The time derivative, convective, diffusion, production, destruction, and source terms are included in the components of the transport equation (Equation (1)). The variable $\tilde{\nu }$ represents a working variable, and the turbulent eddy viscosity, denoted as v_t, is the product of $\tilde{\nu }$ and a near-wall function f_v1, expressed as v_t = f_v1$\tilde{\nu }$. The specifics of the function definitions and closure coefficients are outlined in the original paper [30].

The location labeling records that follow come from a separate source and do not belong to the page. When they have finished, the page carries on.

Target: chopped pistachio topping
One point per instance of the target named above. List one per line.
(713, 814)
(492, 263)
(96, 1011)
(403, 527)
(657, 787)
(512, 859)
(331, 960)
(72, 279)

Generally, difficulties associated with standard LES models, especially in near-wall regions, have led to the development of hybrid models aiming to integrate both RANS and LES methodologies within a unified solution strategy. One such example is the Detached-Eddy Simulation (DES) approach introduced in [31]. This model seeks to handle near-wall regions akin to the RANS model while treating the remaining flow in an LES-like fashion. The original formulation involved replacing the distance function ‘d’ in the Spalart–Allmaras (S–A) model with a transformed distance function $\widetilde{d }=\min (d,{\complement }_{DES}{∆}_{max}$), where ‘C’ is a constant and ‘${∆}_{max}$’ signifies the largest dimension of the grid cell under consideration. Although this adjustment to the S–A model is relatively simple, it significantly alters the model’s interpretation. The revised distance function produces a model that behaves as a RANS model in proximity to walls and in a Smagorinsky-like manner away from walls. This is typically justified by influences asserting that the scale dependence of the model becomes local rather than global, a claim supported by dimensional analyses. When the LES component is engaged in the boundary layer, the Detached-Eddy Simulation (DES) model may show inaccurate behavior in thick boundary layers and shallow separation regions. The DES model was implemented using the Spalart–Allmaras turbulence model. The grid was refined near the walls to ensure adequate resolution of the boundary layer, with y-plus values maintained below 1.0. The DES approach effectively transitioned from the RANS model near the walls to LESs in the separated flow regions, allowing for the accurate capturing of large-scale eddies. A second-order upwind scheme was used for convective terms, while a second-order central differencing scheme was applied for diffusive terms to minimize numerical dissipation. When faced with such scenarios, it becomes necessary to increase the precision of the grid at the boundary layer to effectively handle Reynolds stresses [20,32,33]. In turn, it becomes difficult to replace the modeled Reynolds stresses with inadequately resolved Reynolds stresses. This occurrence is known as a modeled stress depletion MSD. In conclusion, reducing stresses helps to decrease skin friction and may result in fragmentation caused by grid restrictions [34,35].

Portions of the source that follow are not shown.